Neither Pandey nor Dave was part of Lu's research team.

Several of the team authors, including Lu, disclosed being either consultants for or employees of Intradigm or Top Genomics, Ltd., of Guangzhou, China. Both biopharmaceutical companies are developing RNA therapies for the treatment of human disease.

Additional financial support for the research came from agencies of the Guangzhou provincial government and the China World Trade Corporation.

In a separate Nature Medicine report, also published online on Sunday, researchers said they had found an experimental vaccine that can prime the immune system to help fight an agGREssive form of lymphoma.

That study was done by scientists at The University of Texas M. D. Anderson Cancer Center and the     National Cancer Institute.

Many scientists have thought two types of immune cell produced in the bone marrow — B cells and T cells — are needed to prime the immune system.
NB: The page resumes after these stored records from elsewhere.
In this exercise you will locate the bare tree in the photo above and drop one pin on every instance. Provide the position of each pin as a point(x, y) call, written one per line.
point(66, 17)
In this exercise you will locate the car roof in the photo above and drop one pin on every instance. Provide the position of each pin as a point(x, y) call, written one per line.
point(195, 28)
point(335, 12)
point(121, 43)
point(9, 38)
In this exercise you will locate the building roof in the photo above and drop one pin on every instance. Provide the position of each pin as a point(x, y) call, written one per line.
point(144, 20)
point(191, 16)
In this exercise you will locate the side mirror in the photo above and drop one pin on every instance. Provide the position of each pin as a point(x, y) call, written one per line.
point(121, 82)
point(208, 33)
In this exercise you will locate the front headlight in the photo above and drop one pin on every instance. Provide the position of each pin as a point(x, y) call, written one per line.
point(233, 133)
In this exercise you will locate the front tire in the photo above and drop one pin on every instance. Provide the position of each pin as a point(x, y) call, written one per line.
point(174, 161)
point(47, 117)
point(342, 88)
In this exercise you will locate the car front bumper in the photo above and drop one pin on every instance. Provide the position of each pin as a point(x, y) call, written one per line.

The cancer researchers found that after a treatment that depletes B cells, they could follow with an experimental vaccine that boosts T-cell immune response. The treatment produced an 89 percent survival rate at 46 months in 26 patients with mantle cell lymphoma, which is difficult to control.

"This paves the way to use vaccines in a number of hematological cancers that are treated by eliminating diseased B cells," Dr. Sattva Neelapu, lead author of the study, said in a statement.